Am 11.09.2018 ergeht durch die Widerspruchsabteilung die folgende
ENTSCHEIDUNG:
1. Dem
Widerspruch Nr. B
Klasse 35: Zusammenstellung von verschiedenen Waren für Dritte, um Verbrauchern eine bequeme Ansicht und den Kauf dieser Waren zu ermöglichen, nämlich feine Backwaren und Backwaren auf Mehlbasis, Hefe, Mehl, Kleingebäck, Cracker [Gebäck], Waffeln, Lebensmittel auf Getreidebasis, diese Dienstleistungen von Großhandelsgeschäften
2. Die
Unionsmarkenanmeldung Nr.
3. Jede Partei trägt ihre eigenen Kosten.
VORBEMERKUNG
Mit Wirkung vom 01/10/2017 wurden die Verordnung (EG) Nr. 207/2009 und Verordnung (EG) Nr. 2868/95 aufgehoben und ersetzt durch die Verordnung (EU) Nr. 2017/1001 (kodifizierte Version, die UMV), die Delegierte Verordnung (EU) Nr. 2017/1430 (DVUM) und die Durchführungsverordnung (EU) Nr. 2017/1431 (UMDV), unbeschadet bestimmter Übergangsvorschriften. Mit Wirkung vom 14/05/2018 wurden ferner die Delegierte Verordnung (EU) 2017/1430 und die Durchführungsverordnung (EU) 2017/1431 kodifiziert und durch die Delegierte Verordnung (EU) 2018/625 und die Durchführungsverordnung (EU) 2018/626 aufgehoben. Alle Bezugnahmen auf die UMV, DVUM und UMDV der vorliegenden Entscheidung sollen als Bezugnahmen auf die sich aktuell in Kraft befindlichen Verordnungen verstanden werden, außer wenn dies ausdrücklich anders angegeben ist.
BEGRÜNDUNG:
Die
Widersprechende legte Widerspruch gegen einige der Waren und
Dienstleistungen der Unionsmarkenanmeldung Nr.
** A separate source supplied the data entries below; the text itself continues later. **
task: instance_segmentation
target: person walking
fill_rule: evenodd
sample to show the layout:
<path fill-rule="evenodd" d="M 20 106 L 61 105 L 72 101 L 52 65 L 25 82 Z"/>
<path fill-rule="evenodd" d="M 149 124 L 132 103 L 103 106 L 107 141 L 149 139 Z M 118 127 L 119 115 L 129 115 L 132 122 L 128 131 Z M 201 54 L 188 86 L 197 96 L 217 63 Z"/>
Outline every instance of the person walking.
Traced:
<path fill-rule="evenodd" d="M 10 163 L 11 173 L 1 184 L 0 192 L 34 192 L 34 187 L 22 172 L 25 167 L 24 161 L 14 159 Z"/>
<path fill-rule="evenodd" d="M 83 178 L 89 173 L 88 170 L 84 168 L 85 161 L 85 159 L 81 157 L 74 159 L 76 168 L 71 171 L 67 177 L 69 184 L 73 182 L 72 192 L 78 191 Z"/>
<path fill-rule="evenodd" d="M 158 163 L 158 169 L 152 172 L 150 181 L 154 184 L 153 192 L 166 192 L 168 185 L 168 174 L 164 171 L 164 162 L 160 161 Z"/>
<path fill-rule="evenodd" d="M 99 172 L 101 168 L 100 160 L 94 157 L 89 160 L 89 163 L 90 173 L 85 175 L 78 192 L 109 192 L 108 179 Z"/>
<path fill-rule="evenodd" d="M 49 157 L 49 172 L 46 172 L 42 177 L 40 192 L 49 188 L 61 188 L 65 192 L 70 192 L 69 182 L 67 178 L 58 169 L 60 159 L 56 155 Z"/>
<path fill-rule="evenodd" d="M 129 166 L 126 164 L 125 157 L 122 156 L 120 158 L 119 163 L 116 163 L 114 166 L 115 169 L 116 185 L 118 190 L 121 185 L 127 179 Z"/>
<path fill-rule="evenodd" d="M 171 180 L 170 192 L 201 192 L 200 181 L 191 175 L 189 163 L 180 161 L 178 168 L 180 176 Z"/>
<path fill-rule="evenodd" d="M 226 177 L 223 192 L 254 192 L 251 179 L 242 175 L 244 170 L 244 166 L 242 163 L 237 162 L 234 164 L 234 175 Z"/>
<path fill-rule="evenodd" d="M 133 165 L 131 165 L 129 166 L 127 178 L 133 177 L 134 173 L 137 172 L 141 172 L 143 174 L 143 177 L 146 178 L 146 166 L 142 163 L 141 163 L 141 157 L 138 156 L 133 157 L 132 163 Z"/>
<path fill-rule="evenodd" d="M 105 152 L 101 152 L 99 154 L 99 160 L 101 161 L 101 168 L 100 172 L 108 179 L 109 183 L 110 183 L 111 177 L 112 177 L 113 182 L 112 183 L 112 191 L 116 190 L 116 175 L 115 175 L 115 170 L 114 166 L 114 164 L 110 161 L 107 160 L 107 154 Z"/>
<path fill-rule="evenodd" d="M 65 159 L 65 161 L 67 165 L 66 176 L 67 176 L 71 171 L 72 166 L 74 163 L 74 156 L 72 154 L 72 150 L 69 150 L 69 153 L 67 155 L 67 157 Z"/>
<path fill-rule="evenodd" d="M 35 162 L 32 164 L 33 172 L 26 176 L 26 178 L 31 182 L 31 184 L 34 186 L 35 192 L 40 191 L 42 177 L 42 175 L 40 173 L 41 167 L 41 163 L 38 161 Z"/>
VERWECHSLUNGSGEFAHR – ARTIKEL 8 ABSATZ 1 BUCHSTABE b UMV
Verwechslungsgefahr liegt vor, wenn die Gefahr besteht, dass das Publikum der Auffassung sein könnte, die mit den infrage stehenden Marken gekennzeichneten Waren oder Dienstleistungen stammten von demselben Unternehmen oder gegebenenfalls von wirtschaftlich verbundenen Unternehmen. Ob eine Verwechslungsgefahr besteht, hängt bei einer umfassenden Beurteilung von der Abwägung mehrerer, voneinander abhängiger Faktoren ab. Zu diesen Faktoren gehören die Ähnlichkeit der Zeichen, die Ähnlichkeit der Waren und Dienstleistungen, die Kennzeichnungskraft der älteren Marke, die kennzeichnenden und dominierenden Elemente der in Konflikt stehenden Zeichen sowie das relevante Publikum.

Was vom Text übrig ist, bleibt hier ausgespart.